無論、梨子のクラスの友人には大いに協力してもらった。
つまり彼女達には直接言わないにしても、梨子の昨今の驚異的快進撃の裏にいる名倉夏樹という参謀の存在を勘付かれつつある。
……というか、もろにバレている。
「あ、名倉くーん! 今度は何すんの?」
「あんまり恥ずかしい事はさせないでね?」
と、いった具合だ。
もちろん「小説」の存在までは彼女達は知らない。あくまで沢北との会話は梨子の独力で成立していると信じ込んでいる。
そのくらいで丁度いい。
何もかも知られては色々と不都合な事があるからな……
そして4月も終わりに差しかかった頃――
「柊二佐、俺達は数々の死闘を繰り広げてきた」
「はい、名倉司令」
場所は名倉邸、第二層第一ノ間。
そこはいつの間にか沢北春対策室第一司令本部の体をなしていた。
「そしてその全てにおいて輝かしい戦績をあげてきた、違うか?」
「はい、司令。その通りです」
梨子もさすがにもう危機は去ったと感じたのか、俺の部屋に上がるのもためらわなくなった。

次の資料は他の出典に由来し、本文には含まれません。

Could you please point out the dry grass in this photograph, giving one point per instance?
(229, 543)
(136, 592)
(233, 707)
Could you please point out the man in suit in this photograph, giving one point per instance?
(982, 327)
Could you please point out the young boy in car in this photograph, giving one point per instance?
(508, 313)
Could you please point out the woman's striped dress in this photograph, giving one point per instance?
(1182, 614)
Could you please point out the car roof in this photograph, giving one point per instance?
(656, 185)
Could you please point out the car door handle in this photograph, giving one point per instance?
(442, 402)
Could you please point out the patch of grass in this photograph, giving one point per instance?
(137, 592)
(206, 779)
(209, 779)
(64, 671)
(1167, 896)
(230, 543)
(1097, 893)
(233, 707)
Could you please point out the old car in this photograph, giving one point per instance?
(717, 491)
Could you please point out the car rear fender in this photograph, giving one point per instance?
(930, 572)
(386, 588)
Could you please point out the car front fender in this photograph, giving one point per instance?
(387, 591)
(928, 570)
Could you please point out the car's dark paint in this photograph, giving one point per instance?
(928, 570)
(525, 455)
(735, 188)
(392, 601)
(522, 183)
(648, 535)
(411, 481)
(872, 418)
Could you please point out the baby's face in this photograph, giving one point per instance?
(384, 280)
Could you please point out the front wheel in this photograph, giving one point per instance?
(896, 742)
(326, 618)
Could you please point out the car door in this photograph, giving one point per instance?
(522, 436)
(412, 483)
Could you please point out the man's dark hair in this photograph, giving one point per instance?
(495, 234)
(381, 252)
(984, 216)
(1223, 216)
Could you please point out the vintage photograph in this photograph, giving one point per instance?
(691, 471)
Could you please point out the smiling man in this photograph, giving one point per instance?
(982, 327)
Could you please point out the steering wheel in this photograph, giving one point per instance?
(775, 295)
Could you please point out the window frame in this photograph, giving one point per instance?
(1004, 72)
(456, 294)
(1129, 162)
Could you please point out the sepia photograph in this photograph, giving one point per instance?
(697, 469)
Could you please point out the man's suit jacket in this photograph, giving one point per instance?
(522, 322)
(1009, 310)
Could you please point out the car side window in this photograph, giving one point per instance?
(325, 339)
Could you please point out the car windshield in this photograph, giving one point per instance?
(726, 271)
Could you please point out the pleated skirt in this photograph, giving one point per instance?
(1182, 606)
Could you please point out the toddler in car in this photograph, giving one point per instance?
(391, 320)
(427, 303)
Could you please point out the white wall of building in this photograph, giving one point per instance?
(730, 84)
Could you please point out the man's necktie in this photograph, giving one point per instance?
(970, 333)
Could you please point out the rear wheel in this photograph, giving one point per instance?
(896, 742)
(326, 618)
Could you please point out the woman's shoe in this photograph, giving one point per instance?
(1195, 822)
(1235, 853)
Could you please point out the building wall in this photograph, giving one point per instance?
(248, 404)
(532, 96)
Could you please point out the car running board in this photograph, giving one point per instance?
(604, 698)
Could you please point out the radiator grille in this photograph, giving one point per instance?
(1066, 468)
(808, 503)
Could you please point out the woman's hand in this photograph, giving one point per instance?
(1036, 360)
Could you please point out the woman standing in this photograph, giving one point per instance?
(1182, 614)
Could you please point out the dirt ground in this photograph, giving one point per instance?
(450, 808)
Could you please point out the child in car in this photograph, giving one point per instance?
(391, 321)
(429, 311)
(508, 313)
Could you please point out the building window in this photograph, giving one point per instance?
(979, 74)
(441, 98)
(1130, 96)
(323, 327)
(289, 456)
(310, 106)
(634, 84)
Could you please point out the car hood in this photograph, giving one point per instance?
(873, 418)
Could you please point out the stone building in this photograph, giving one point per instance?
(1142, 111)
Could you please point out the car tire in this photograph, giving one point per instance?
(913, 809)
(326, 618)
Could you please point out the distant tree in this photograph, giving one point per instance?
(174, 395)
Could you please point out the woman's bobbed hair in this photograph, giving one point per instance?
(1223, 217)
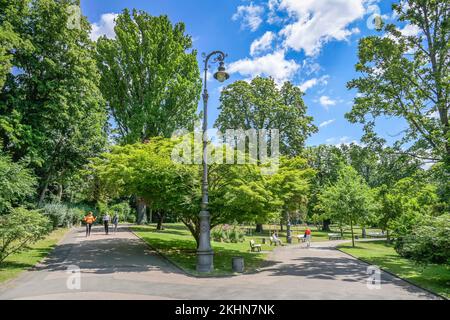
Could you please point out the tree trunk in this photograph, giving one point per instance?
(353, 235)
(59, 194)
(326, 225)
(259, 228)
(160, 216)
(43, 193)
(150, 215)
(141, 211)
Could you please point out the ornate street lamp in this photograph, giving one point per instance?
(204, 252)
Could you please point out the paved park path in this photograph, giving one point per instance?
(121, 266)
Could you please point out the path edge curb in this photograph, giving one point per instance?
(395, 275)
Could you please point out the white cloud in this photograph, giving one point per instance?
(318, 22)
(326, 101)
(305, 86)
(326, 123)
(410, 30)
(104, 27)
(250, 15)
(262, 44)
(274, 65)
(340, 141)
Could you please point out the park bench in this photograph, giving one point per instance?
(334, 236)
(275, 242)
(254, 246)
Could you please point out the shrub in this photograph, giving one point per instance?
(124, 211)
(21, 228)
(428, 243)
(61, 215)
(17, 183)
(228, 234)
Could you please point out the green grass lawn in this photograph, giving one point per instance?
(177, 244)
(19, 262)
(317, 235)
(433, 277)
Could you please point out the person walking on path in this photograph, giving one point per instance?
(308, 237)
(106, 220)
(89, 219)
(115, 222)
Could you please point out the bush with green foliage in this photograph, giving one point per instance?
(428, 242)
(21, 228)
(227, 233)
(124, 211)
(62, 215)
(16, 181)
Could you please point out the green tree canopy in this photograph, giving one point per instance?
(408, 77)
(51, 110)
(237, 192)
(16, 183)
(349, 200)
(260, 104)
(150, 76)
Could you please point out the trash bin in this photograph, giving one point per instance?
(238, 264)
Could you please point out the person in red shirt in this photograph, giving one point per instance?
(308, 237)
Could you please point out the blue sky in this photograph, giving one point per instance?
(312, 43)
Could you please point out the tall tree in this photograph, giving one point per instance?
(407, 76)
(349, 200)
(9, 40)
(51, 109)
(291, 185)
(260, 104)
(149, 76)
(238, 192)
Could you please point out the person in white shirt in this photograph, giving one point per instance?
(276, 239)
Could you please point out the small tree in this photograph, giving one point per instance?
(349, 200)
(19, 229)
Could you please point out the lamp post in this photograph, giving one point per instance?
(204, 252)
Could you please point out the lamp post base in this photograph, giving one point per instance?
(205, 261)
(205, 253)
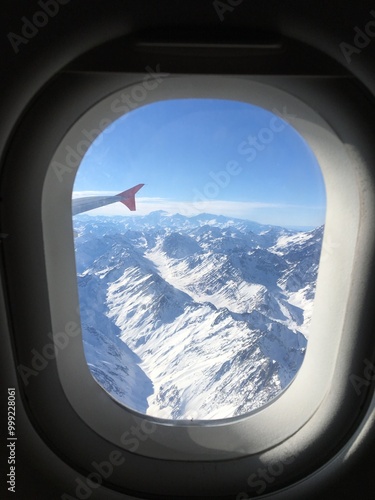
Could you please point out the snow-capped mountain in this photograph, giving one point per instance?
(194, 317)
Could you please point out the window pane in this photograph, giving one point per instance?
(197, 304)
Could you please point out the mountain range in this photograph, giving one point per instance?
(203, 317)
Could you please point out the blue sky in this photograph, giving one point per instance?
(205, 155)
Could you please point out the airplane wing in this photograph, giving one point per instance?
(127, 197)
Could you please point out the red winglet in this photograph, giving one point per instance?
(128, 197)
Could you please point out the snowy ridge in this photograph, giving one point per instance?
(202, 317)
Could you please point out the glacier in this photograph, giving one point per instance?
(194, 318)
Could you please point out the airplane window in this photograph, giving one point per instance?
(198, 229)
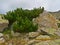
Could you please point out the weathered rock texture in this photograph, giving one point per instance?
(3, 24)
(46, 22)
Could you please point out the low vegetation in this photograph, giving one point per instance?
(20, 20)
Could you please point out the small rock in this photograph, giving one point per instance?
(33, 34)
(43, 38)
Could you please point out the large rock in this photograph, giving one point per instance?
(47, 22)
(3, 24)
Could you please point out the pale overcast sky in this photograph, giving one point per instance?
(49, 5)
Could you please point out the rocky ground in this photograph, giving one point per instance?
(48, 33)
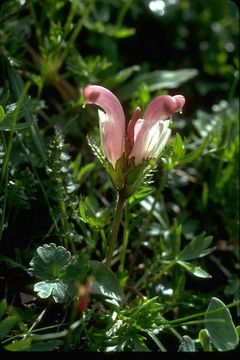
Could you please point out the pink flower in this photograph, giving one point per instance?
(145, 137)
(111, 121)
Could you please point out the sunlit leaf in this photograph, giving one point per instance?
(61, 291)
(49, 261)
(156, 80)
(196, 248)
(187, 344)
(194, 269)
(220, 326)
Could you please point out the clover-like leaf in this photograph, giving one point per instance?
(49, 261)
(61, 291)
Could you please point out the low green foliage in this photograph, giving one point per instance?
(174, 278)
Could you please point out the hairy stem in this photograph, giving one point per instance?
(115, 226)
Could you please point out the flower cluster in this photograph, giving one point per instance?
(144, 137)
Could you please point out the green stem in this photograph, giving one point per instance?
(147, 223)
(125, 240)
(115, 226)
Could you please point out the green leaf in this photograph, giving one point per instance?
(49, 261)
(187, 344)
(220, 326)
(3, 307)
(21, 345)
(90, 216)
(110, 30)
(29, 344)
(194, 270)
(45, 345)
(120, 77)
(140, 195)
(105, 283)
(156, 80)
(77, 269)
(6, 122)
(178, 148)
(138, 343)
(195, 153)
(61, 291)
(7, 324)
(204, 339)
(196, 248)
(2, 114)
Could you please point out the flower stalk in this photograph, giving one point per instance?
(115, 226)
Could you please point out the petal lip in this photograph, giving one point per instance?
(111, 121)
(162, 107)
(150, 137)
(98, 95)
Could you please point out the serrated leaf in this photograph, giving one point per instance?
(61, 291)
(77, 269)
(196, 248)
(220, 326)
(105, 283)
(187, 344)
(49, 261)
(194, 270)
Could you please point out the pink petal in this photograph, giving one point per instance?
(112, 122)
(98, 95)
(162, 107)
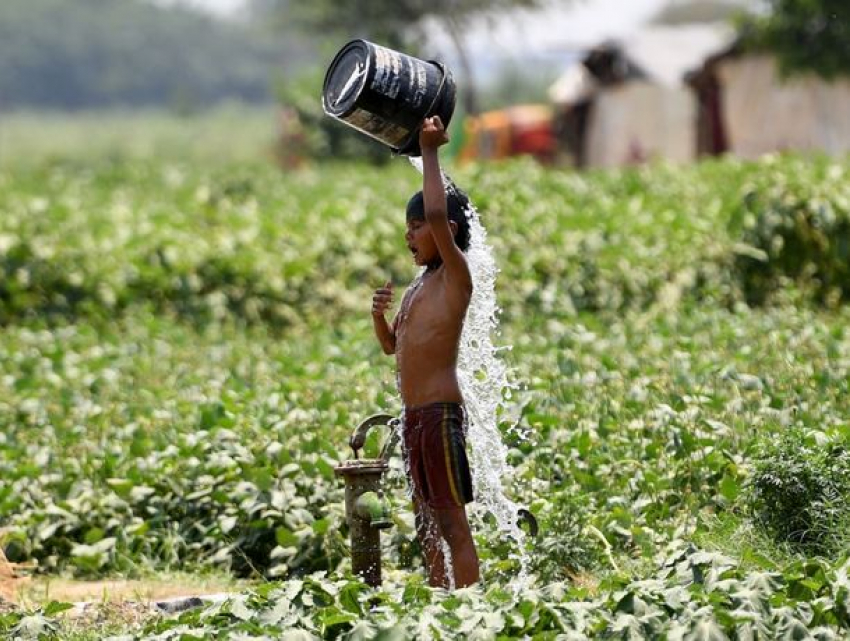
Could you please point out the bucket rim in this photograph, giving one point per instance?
(351, 44)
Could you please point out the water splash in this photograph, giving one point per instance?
(487, 388)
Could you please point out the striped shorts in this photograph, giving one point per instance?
(434, 447)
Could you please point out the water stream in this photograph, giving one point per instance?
(487, 387)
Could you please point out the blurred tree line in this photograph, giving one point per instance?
(805, 35)
(76, 54)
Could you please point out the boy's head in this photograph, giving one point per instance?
(457, 203)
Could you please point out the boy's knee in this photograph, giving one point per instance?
(453, 525)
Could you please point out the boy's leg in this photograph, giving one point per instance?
(454, 528)
(428, 532)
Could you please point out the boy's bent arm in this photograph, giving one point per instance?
(385, 334)
(436, 210)
(381, 301)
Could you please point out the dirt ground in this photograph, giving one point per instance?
(18, 589)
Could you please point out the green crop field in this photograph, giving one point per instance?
(186, 346)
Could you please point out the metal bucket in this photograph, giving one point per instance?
(386, 94)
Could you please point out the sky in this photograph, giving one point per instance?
(546, 36)
(590, 19)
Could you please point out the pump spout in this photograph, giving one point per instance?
(374, 509)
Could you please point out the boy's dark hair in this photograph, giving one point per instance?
(457, 203)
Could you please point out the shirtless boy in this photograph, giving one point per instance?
(424, 337)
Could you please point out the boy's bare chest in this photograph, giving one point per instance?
(422, 306)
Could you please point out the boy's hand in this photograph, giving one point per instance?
(433, 133)
(382, 299)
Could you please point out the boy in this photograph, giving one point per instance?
(424, 336)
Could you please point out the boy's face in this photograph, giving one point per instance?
(420, 241)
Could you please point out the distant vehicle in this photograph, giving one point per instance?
(513, 131)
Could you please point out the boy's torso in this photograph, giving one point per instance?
(427, 336)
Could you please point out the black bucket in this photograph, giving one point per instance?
(386, 94)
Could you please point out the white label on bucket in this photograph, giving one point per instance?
(419, 91)
(387, 77)
(377, 127)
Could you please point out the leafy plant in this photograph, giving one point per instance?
(799, 489)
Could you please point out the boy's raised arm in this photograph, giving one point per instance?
(431, 137)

最近は家から自転車でやって来る。わざわざ電車を使うよりその方が早いらしい。
「そろそろだな……」
「……と言いますと?」
一体いつまでこの芝居じみたやり取りを続けるのかとも思ったが、俺から始めた事なので途中で辞めるのも忍びない。
「名付けてGW大作戦!」
俺は机を叩きつけ立ち上がる。
「GW大作戦……さ、作戦内容は!?」
負けじと梨子も立ち上がる。
「任務だ、柊二佐。お前に対象沢北春と一泊二日の小旅行を命ずる!」
こうやって指を突き出して、えいや! 的な。
「え? 二人きりで旅行!? いやいやいや無理無理無理、ぜ、絶対無理だからっ!」
慌てふためき素に戻る梨子。
せっかくノってきたところなんだからもうちょっとやろうぜ、柊二佐。
少し残念だったり。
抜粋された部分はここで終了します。